Public Policy – 2

I had blogged on the matter and the wisdom of the tax notice being sent to Vodafone at this stage. Unusually, I had also engaged with some of those who had commented on my article in ‘Swarajya’.

While I still feel that there is a strong prime facie case of mala fide, it is also a case of organisational failure. Both are not mutually exclusive. While I had commented on the failure of leadership at the Ministry of Finance (MoF) in the Government of India, I could have been more specific. This blog post is an attempt to fix that gap.

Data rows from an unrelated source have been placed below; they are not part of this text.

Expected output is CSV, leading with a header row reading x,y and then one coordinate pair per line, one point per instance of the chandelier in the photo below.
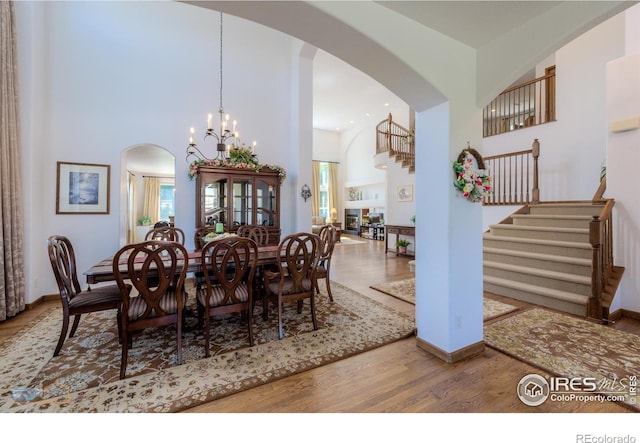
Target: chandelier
x,y
227,136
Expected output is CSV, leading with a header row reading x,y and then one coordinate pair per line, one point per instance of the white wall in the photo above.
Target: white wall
x,y
595,85
623,154
358,147
99,77
572,149
326,145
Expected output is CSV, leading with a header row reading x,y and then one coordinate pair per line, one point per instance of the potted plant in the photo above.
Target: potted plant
x,y
402,244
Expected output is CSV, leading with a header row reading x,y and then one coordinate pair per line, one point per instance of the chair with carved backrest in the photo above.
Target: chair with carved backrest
x,y
166,233
157,304
258,233
230,265
295,280
76,302
329,236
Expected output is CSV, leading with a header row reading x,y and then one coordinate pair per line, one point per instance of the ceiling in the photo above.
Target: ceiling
x,y
345,97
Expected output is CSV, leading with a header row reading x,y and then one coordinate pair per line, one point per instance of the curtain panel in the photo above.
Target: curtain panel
x,y
315,193
12,281
151,202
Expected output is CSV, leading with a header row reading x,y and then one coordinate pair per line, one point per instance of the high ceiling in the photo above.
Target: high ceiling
x,y
344,96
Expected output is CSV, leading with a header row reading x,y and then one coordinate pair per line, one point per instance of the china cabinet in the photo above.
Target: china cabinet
x,y
236,197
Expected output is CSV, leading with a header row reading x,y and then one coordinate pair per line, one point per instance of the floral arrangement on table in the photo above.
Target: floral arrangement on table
x,y
475,184
240,157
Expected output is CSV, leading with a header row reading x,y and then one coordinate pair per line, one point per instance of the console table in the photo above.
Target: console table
x,y
398,230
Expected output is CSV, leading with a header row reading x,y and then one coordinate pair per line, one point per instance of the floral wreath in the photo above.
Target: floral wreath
x,y
475,184
240,158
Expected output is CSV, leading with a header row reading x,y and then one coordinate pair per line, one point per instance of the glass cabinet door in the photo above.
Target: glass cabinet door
x,y
265,203
214,203
242,202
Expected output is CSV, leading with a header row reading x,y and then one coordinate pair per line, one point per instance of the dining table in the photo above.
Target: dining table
x,y
103,270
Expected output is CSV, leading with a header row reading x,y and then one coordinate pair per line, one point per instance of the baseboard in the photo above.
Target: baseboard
x,y
620,313
40,300
455,356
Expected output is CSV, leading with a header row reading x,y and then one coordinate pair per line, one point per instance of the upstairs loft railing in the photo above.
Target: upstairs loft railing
x,y
527,104
397,140
515,177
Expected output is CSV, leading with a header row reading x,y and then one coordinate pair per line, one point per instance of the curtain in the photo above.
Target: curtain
x,y
333,187
131,209
151,202
315,191
11,210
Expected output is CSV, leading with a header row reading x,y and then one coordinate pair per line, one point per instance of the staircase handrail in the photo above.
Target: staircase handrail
x,y
396,139
515,177
601,239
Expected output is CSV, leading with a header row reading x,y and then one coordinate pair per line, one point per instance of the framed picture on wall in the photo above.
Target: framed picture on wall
x,y
404,193
82,188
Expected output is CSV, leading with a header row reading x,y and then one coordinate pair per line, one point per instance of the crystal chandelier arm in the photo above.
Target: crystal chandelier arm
x,y
192,150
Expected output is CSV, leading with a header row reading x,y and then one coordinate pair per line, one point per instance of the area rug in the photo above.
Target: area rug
x,y
349,241
85,376
406,290
566,346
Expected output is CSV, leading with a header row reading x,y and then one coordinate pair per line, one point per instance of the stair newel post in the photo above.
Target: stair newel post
x,y
535,153
389,126
594,308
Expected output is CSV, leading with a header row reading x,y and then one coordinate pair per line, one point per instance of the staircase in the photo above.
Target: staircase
x,y
545,257
398,141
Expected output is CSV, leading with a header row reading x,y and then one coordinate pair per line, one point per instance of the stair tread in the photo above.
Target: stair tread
x,y
539,272
539,256
581,245
554,216
549,292
539,228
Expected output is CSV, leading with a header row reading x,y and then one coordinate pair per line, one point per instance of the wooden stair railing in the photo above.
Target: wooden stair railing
x,y
397,140
605,276
515,177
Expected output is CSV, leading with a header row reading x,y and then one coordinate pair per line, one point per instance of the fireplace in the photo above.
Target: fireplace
x,y
352,221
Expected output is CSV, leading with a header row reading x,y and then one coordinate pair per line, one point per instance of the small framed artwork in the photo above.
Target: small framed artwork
x,y
404,193
82,188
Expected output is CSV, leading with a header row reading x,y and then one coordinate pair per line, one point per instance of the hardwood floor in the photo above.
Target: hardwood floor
x,y
399,377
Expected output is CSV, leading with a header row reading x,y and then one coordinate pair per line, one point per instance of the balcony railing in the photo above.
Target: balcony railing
x,y
521,106
397,140
515,177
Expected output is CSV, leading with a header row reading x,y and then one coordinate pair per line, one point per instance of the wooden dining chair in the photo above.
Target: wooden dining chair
x,y
199,236
76,302
166,233
230,265
258,233
329,235
295,280
157,305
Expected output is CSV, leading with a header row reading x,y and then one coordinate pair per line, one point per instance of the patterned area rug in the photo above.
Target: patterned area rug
x,y
85,376
406,290
349,241
567,346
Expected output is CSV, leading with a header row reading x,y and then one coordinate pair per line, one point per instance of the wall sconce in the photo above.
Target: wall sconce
x,y
306,192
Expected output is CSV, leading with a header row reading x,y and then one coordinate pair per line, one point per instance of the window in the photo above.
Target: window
x,y
323,193
167,201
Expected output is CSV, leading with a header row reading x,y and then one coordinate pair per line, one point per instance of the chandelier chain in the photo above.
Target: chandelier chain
x,y
221,108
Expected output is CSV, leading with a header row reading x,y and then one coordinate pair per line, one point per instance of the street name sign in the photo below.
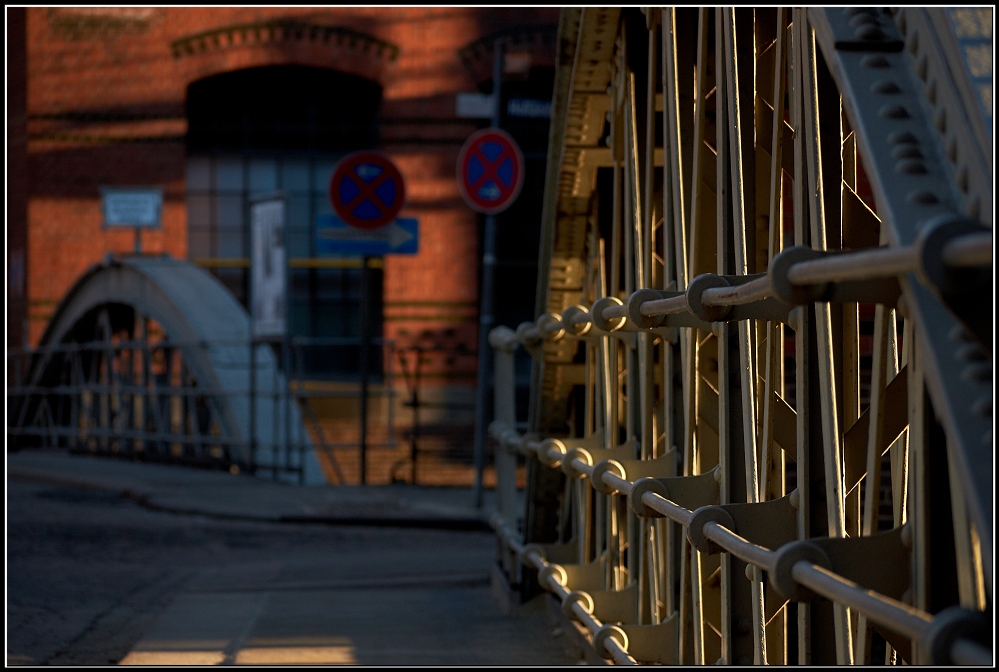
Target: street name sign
x,y
334,237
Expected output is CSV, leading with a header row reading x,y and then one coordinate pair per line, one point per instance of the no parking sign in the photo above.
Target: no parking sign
x,y
490,171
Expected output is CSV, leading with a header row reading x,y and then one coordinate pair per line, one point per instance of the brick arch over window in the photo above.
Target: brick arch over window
x,y
536,40
283,42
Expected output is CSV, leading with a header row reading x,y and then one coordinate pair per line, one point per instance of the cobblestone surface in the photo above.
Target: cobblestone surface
x,y
91,574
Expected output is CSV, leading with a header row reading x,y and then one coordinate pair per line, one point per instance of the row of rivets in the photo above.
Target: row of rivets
x,y
906,151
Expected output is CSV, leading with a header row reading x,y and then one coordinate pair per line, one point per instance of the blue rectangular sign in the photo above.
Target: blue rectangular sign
x,y
334,237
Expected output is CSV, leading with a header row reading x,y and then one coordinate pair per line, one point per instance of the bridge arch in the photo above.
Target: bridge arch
x,y
150,355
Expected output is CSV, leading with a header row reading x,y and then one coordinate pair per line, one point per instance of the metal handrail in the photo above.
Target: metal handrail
x,y
969,250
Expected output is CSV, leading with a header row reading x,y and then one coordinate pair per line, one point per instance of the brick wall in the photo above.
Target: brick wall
x,y
105,101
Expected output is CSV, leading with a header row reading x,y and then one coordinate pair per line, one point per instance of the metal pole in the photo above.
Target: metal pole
x,y
365,343
253,404
286,361
486,309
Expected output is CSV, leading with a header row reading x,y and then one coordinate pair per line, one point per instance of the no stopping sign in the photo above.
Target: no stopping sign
x,y
490,171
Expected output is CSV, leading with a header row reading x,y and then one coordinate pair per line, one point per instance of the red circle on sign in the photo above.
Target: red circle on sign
x,y
367,190
490,171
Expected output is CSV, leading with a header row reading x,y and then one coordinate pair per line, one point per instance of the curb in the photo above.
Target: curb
x,y
456,524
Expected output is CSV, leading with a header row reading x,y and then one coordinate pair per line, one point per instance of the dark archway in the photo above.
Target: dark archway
x,y
281,127
282,108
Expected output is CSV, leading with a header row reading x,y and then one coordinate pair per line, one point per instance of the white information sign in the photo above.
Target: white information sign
x,y
132,206
267,267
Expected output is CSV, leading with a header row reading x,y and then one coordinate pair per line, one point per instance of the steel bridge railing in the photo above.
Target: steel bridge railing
x,y
731,195
791,567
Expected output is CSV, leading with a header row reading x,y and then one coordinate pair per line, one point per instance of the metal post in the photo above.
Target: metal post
x,y
486,309
365,343
286,367
275,454
253,404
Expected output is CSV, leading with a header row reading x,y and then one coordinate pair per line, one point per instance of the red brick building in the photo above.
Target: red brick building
x,y
212,104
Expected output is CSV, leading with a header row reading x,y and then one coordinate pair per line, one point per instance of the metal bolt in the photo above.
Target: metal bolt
x,y
869,33
885,87
952,149
978,373
922,198
959,333
911,167
970,353
922,66
893,112
962,178
902,138
907,151
983,407
931,91
874,62
974,208
940,119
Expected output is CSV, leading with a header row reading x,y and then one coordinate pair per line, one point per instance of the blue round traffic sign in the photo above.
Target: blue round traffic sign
x,y
490,171
367,190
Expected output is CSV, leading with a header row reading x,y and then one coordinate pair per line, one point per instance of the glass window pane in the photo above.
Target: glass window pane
x,y
263,175
295,176
199,216
321,176
199,174
321,205
229,211
228,174
299,228
229,243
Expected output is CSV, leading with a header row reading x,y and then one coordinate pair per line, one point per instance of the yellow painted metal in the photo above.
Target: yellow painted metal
x,y
681,432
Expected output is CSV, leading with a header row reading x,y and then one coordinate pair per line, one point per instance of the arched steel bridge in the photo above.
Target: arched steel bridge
x,y
150,357
760,429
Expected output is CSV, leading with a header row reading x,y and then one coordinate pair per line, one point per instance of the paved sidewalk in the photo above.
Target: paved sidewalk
x,y
417,594
242,497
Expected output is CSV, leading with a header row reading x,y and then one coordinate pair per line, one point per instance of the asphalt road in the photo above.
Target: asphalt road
x,y
93,578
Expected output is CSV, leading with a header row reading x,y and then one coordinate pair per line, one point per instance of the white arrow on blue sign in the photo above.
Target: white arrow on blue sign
x,y
335,237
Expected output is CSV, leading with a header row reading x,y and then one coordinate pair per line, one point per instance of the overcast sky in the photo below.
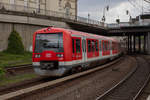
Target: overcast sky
x,y
117,9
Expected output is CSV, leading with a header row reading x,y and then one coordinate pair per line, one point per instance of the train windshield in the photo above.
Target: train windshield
x,y
50,42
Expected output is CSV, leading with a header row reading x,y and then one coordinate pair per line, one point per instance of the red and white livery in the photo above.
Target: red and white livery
x,y
56,51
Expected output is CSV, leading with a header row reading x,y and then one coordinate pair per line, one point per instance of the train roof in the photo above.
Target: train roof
x,y
75,33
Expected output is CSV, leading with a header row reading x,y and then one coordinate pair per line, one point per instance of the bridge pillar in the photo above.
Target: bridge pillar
x,y
148,43
139,43
128,44
144,43
134,49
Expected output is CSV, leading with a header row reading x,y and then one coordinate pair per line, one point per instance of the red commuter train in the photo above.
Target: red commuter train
x,y
56,51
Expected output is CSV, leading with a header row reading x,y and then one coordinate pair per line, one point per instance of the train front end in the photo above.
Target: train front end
x,y
48,51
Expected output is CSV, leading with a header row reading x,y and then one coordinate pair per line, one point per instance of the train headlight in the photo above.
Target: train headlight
x,y
37,55
60,55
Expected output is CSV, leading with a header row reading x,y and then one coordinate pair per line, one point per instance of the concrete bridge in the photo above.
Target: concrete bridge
x,y
26,22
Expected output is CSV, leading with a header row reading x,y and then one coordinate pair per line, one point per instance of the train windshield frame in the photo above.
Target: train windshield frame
x,y
49,42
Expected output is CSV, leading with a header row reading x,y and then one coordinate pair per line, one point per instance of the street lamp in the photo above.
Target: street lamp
x,y
88,17
106,8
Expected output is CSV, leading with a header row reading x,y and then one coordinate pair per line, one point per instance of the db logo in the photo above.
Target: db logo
x,y
48,55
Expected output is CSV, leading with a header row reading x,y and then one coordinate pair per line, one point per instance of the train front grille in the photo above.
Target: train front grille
x,y
47,65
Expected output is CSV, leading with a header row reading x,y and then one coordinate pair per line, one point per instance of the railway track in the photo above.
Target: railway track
x,y
14,70
28,90
131,86
19,67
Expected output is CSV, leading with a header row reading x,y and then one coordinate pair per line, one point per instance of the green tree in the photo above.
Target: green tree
x,y
15,45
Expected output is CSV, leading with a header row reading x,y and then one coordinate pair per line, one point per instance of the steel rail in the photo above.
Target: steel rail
x,y
51,83
118,84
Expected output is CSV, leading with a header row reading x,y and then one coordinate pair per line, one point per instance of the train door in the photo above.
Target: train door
x,y
110,47
76,47
100,47
96,48
84,56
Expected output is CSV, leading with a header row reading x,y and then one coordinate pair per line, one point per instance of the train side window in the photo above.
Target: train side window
x,y
89,45
78,47
103,46
93,45
96,44
100,46
73,46
85,45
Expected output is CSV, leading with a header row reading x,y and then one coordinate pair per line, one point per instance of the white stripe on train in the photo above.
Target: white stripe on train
x,y
63,63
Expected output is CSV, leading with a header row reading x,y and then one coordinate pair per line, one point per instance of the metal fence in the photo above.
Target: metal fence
x,y
127,24
19,8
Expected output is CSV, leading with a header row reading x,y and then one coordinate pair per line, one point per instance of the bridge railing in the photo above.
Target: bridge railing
x,y
31,10
127,24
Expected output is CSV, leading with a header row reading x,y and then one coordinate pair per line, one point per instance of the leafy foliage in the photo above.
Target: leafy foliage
x,y
2,72
15,45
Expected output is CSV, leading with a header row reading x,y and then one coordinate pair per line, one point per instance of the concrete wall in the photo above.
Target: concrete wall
x,y
148,43
26,26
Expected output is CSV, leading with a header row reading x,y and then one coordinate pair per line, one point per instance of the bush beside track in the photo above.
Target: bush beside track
x,y
15,53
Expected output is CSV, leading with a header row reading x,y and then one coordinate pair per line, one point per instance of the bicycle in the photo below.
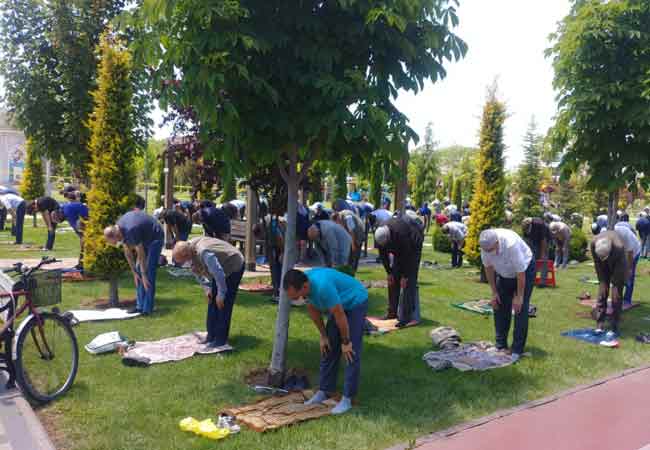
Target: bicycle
x,y
45,359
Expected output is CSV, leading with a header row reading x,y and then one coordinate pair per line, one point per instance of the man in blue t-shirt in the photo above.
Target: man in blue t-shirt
x,y
73,212
345,300
140,235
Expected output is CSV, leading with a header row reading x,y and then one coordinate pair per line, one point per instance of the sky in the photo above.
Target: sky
x,y
506,39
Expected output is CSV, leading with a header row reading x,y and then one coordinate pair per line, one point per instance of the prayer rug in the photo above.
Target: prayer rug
x,y
471,356
75,276
177,348
257,288
478,306
592,302
591,336
277,412
484,307
89,315
386,326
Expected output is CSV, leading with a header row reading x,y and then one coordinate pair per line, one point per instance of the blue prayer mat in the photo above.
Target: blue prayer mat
x,y
591,336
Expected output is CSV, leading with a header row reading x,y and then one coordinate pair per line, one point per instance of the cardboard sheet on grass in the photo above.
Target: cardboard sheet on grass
x,y
592,336
277,412
471,356
177,348
386,326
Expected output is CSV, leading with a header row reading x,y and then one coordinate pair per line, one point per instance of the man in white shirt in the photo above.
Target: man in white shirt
x,y
632,253
16,206
456,232
510,271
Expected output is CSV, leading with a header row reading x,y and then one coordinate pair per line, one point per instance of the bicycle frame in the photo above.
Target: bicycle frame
x,y
26,305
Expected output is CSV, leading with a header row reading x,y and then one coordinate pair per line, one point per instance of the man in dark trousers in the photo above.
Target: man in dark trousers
x,y
219,267
611,264
345,301
73,212
510,271
215,221
537,235
400,249
16,205
357,231
46,205
140,235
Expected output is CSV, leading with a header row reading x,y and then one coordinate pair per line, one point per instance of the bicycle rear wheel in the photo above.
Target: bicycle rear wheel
x,y
47,358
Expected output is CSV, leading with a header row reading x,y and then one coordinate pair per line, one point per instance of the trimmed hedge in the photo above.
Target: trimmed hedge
x,y
440,241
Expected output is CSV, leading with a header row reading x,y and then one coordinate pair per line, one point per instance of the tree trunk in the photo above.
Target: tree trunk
x,y
278,365
169,191
113,294
401,187
612,205
251,220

There should be clear guidelines on delegation of powers and for escalation of matters. It could be a monetary limit beyond which the notice is ‘approved’ by someone higher up in the hierarchy before it is sent out. Companies have the ‘four eye’ principle. On sensitive or high-value matters or both, there should be four or even six eyes looking at the matter.

The Revenue Secretary should also be having a dashboard that he monitors every day. Vodafone litigation/arbitration, retrospective taxation, MAT, Permanent Establishment, Transfer Pricing cases – are some examples (not an exhaustive list) of the issues that he should be overseeing personally for they affect the investment climate and impinge on the assurances given by the Prime Minister to foreign leaders and businessmen.

Therein lies the value of training and reinforcement in instilling a sense of ownership in all organs of the government, of the goals of the government. Foreign Direct Investment is not just the goal of the Department of Industrial Policy and Promotion (DIPP). Similarly, enhancing the image of the country is not the task of the Embassies and High Commissions alone.

Matters such as these matter.

The Organisational Structure, Processes and Training in the bureaucracy should be geared to achieving the government’s overall goals and not just the goals of the silo concerned. When they come into conflict, there should be clear guidelines on which ones take precedence and why.